The first apartment he showed them was near the university, where Mr. Elya’s son would soon arrive to study medicine. Four rooms on the second floor, no elevator, solid old building, nicely furnished, certainly luxurious for any student—1,800 euros a month, one year’s lease, utilities extra. Mr. Elya did nothing but frown, as if his spoiled son would require something much nicer. The assistant frowned too. They frowned all the way down the stairs, into the car, and said nothing as the driver hurried to the second stop.
It was on Via Remorsella, one block west of Via Fondazza. The flat was slightly larger than the first, had a kitchen the size of a broom closet, was badly furnished,
had no view whatsoever, was twenty minutes away from the university, cost 2,600 euros a month, and even had a strange odor to it. The frowning stopped, they liked the place. “This will be fine,” Mr. Elya said, and Stefano breathed a sigh of relief. With a bit of luck, he wouldn’t have to entertain them over lunch. And he’d just earned a nice commission.
They hurried over to the office of Stefano’s company, where paperwork was produced at a record pace. Mr. Elya was a busy man with an urgent meeting in Rome, and if the rental couldn’t be completed right then, on the spot, then forget everything!
The black Mercedes sped them back to the airport, where a rattled and exhausted Stefano said thanks and farewell and hurried away as quickly as possible. Mr. Elya and his assistant walked across the tarmac to his jet and disappeared inside. The door closed.
The jet didn’t move. Inside, Mr. Elya and his assistant had ditched their business garb and were dressed casually.

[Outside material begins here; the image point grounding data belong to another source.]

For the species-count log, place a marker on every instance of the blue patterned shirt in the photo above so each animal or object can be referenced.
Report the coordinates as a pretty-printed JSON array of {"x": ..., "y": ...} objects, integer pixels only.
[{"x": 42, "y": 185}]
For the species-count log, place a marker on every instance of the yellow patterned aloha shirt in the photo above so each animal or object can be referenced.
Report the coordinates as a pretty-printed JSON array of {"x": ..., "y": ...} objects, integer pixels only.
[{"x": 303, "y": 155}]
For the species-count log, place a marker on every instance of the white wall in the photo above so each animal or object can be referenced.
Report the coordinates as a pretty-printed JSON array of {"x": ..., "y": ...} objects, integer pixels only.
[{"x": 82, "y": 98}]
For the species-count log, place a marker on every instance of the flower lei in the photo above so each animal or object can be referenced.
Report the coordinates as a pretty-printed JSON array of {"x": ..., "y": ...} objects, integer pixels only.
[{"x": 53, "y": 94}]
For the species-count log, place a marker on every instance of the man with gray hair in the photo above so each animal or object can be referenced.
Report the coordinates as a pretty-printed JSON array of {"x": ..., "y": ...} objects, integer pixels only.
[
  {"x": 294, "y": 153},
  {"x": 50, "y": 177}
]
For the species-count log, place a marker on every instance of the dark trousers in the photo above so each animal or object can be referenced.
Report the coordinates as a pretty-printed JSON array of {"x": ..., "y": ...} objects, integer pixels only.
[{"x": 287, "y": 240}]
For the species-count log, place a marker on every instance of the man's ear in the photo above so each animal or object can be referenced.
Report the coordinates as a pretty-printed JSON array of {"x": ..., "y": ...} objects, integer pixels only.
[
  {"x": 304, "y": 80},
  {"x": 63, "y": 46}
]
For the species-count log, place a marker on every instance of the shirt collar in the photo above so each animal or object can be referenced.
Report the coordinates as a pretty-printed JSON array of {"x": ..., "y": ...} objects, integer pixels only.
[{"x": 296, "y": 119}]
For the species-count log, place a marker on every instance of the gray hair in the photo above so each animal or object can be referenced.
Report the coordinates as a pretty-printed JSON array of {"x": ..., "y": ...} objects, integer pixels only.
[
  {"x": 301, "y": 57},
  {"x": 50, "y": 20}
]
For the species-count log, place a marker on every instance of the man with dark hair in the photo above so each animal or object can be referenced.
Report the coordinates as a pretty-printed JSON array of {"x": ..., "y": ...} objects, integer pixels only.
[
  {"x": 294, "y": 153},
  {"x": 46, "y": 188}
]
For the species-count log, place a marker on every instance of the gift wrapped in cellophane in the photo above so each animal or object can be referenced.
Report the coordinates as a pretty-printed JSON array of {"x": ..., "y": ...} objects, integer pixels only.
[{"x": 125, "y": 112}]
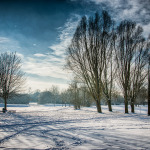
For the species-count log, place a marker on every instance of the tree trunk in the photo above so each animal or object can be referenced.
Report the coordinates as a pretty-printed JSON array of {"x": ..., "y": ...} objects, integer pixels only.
[
  {"x": 132, "y": 105},
  {"x": 126, "y": 104},
  {"x": 99, "y": 110},
  {"x": 109, "y": 105},
  {"x": 5, "y": 101},
  {"x": 149, "y": 88}
]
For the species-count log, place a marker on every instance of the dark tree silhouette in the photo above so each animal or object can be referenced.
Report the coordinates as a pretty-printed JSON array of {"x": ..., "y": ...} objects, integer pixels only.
[
  {"x": 130, "y": 58},
  {"x": 86, "y": 54},
  {"x": 11, "y": 76}
]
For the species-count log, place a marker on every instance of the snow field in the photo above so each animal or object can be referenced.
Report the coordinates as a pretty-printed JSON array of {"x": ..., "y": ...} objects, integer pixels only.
[{"x": 48, "y": 127}]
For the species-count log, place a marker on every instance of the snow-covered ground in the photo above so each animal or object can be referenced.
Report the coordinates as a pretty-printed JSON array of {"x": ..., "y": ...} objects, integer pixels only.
[{"x": 48, "y": 127}]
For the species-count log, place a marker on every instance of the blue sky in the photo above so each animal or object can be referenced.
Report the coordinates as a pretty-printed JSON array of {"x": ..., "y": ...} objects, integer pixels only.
[{"x": 40, "y": 31}]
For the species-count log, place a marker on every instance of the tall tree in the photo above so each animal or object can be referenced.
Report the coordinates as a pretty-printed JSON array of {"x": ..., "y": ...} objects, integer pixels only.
[
  {"x": 86, "y": 54},
  {"x": 11, "y": 76},
  {"x": 129, "y": 57},
  {"x": 148, "y": 46}
]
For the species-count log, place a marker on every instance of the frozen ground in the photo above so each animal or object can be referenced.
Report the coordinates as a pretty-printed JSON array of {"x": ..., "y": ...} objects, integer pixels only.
[{"x": 47, "y": 127}]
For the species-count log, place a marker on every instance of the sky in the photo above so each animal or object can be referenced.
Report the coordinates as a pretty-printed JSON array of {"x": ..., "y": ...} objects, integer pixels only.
[{"x": 39, "y": 31}]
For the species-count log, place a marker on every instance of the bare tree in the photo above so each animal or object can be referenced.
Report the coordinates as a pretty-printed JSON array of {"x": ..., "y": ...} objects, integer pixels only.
[
  {"x": 149, "y": 88},
  {"x": 129, "y": 57},
  {"x": 11, "y": 76},
  {"x": 86, "y": 53},
  {"x": 148, "y": 47},
  {"x": 109, "y": 72}
]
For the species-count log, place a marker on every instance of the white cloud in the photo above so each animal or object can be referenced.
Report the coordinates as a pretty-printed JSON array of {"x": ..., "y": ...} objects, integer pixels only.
[
  {"x": 35, "y": 84},
  {"x": 4, "y": 40},
  {"x": 50, "y": 66},
  {"x": 65, "y": 36},
  {"x": 39, "y": 55},
  {"x": 20, "y": 55}
]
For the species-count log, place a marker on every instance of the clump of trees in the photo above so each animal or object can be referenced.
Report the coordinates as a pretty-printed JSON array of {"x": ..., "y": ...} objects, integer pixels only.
[
  {"x": 102, "y": 54},
  {"x": 11, "y": 76}
]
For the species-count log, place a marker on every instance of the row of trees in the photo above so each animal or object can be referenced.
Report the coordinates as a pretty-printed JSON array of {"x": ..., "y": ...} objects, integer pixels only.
[{"x": 102, "y": 55}]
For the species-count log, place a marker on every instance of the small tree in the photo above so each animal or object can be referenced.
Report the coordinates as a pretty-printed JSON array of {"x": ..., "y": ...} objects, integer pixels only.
[{"x": 11, "y": 76}]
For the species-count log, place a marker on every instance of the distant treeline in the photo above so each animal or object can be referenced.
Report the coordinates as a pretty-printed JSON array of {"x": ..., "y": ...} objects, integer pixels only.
[{"x": 78, "y": 98}]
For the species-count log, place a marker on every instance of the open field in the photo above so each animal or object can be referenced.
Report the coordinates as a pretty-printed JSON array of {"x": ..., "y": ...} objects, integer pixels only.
[{"x": 48, "y": 127}]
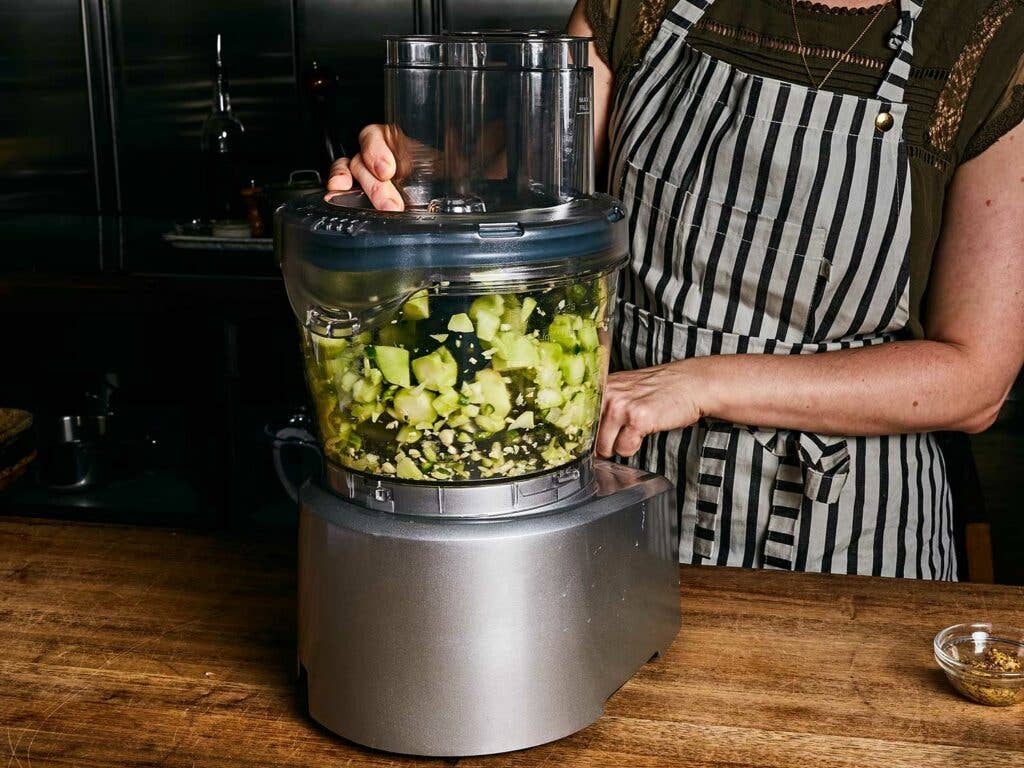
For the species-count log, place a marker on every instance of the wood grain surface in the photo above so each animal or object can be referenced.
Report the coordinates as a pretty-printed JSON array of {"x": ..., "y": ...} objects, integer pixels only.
[{"x": 123, "y": 646}]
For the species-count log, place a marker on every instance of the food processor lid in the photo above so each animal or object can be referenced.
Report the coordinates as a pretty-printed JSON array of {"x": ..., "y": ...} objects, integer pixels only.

They huddled with three other members of their team. After waiting for about an hour, they finally left the jet, hauled their substantial baggage to the private terminal, then into waiting vans.
______
LUIGI
had become suspicious of the navy blue Silvio bag. Marco never left it in his apartment. It was never out of his sight. He carried it everywhere, strapped over his shoulder and tucked tightly under his right arm as if it contained gold.
What could he possibly possess now that required such protection? He rarely carried his study materials
anywhere. If he and Ermanno studied inside, they did so in Marco’s apartment. If they studied outside, it was all conversation and no books were used.
Whitaker in Milano was suspicious too, especially since Marco had been spotted in an Internet café near the university. He sent an agent named Krater to Bologna to help Zellman and Luigi keep a closer eye on Marco and his troublesome bag. With the noose tightening and fireworks expected, Whitaker was asking Langley for even more muscle on the streets.
But Langley was in chaos. Teddy’s departure, though certainly not unexpected, had turned the place upside down. The shock waves from Lucat’s sacking were still being felt. The President was threatening a major overhaul, and the deputy directors and high-level administrators were spending more time protecting their butts than watching their operations.
It was Krater who got the radio message from Luigi that Marco was drifting toward Piazza Maggiore, probably in search of his late-afternoon coffee. Krater spotted him as he strode across the square, dark blue bag under his right arm, looking very much like a local. After studying a rather thick file on Joel Backman, it was nice to finally lay eyes on him. If the poor guy only knew.